Arcade Fire squanders a chance for reflection on two counts. Their desire to improve on previous album, WE, is a more concerted attempt to reconnect with the sound that helped them define a decade, and a chance to exorcise controversies and allegations. Arcade Fire knows this is the two-pronged purpose of Pink Elephant, their seventh studio album, yet they fall well short of anything which could be considered artistic or personal growth. From anthems which are still benchmarks of the American art-rock scene and Joaquin Phoenix movie soundtracks, to chasing a pastiche, not even achieving the satisfying-yet-shallow imitation they set out to create. To focus on just the music means accepting Arcade Fire has, at the very least, lost a step. Instrumental messiness, a clawing demand of belonging in the mainstream once more, it all feels faux, performative, and weak.
Opening instrumental Open Your Heart or Die Trying is a telling title, but amounts to nothing more than a song fit for mid-2010s science-fiction movie trailer slop. Whining tones, a sense that the band became obsessed with the word “ethereal” yet found no new message. They are as hollow as the candle on the front of their album, melting away to reveal nothing at all. The title track feels horrendously flat, Win Butler’s vocal work a crackling mess as he asks listeners to avoid the elephant in the room, to focus on the music. When the music is so closely tied to the last few years, an active choice from Butler and the band rather than some push to tie the two together, it is difficult to “take your mind off” the frontman, especially when the performance he gives is below par. Sluggish at the best of times, but the slower tempo, the “change and strange” of Year of the Snake, tries to hammer into place a new direction for Arcade Fire.
Their indietronica style still has some life to it, but those moments of instrumental inspiration are paired with Butler’s desire to be seen as a martyr. Circle of Trust has Butler compared not just to the fabled Icarus but a man who can heal the crowd with his music in this eponymous shape of faith. It feels gross, dirty even, and from that Christ-like image to the Alien Nation blowout, which once more sounds tame and reserved even if it tries to lose itself in sound, the desire for salvation without ever broaching the subject properly is heard. Pink Elephant would be weak without those moments, but Butler’s writing takes dive after dive throughout this latest album. A soft reset following their previous album, a soft reset of their sound. For a man who claims to have been visited by the ghost of David Bowie, he does not appear to have learned anything from this phantom appearance.
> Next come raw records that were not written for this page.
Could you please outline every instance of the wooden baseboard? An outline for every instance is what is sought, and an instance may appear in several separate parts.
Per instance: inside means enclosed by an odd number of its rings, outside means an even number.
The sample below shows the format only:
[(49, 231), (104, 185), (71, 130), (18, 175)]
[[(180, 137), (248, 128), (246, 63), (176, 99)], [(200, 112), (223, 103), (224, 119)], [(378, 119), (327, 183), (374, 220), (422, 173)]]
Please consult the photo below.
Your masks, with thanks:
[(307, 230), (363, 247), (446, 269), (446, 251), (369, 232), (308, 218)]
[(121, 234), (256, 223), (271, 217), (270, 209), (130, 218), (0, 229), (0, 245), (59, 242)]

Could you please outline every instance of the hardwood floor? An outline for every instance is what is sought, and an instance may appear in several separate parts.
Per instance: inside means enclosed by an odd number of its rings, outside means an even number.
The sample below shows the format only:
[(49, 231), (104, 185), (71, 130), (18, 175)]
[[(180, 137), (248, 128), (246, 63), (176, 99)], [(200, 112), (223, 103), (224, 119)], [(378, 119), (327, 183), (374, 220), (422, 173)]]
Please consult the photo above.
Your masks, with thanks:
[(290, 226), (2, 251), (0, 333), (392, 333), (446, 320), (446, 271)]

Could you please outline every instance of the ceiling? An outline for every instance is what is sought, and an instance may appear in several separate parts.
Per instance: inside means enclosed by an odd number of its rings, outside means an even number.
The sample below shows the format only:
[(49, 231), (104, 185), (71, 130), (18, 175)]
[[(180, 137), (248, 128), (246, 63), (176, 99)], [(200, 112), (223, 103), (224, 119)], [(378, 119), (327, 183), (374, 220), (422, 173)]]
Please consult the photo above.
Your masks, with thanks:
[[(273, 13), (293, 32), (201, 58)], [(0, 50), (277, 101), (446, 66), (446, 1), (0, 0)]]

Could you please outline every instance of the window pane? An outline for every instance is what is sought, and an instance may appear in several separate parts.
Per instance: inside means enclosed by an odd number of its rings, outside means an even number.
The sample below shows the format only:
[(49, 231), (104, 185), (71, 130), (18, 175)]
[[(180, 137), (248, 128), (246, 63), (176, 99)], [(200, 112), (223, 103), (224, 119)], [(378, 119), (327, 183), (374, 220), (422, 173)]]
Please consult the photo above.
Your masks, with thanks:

A sliver of hope can be heard on Ride or Die, though with its dated phrase of loyalty, it feels embarrassing to suggest it is the best moment of the album. It strips Arcade Fire of their usual image, of the expectation. That does not make the writing any better, but the softer touch, the sincerity which comes from the backing vocals Régine Chassagne provides, is a sweet albeit forgettable moment. It is a moment which does not suggest further quality or revamp the preceding, flatlining songs. At a time when a statement of intent, a roaring return to form or a complete reboot of their sound was necessary, it is peculiar to hear Arcade Fire opt for slack, simple-sounding songs. They do not redefine themselves, nor do they provide a reason to keep listening. Pink Elephant is not the end of the road; the band has been driving across unpaved, abandoned tracks for some time now. This is another flat tyre along the way, the band aimlessly driving on without the conviction, heart or influence they once had.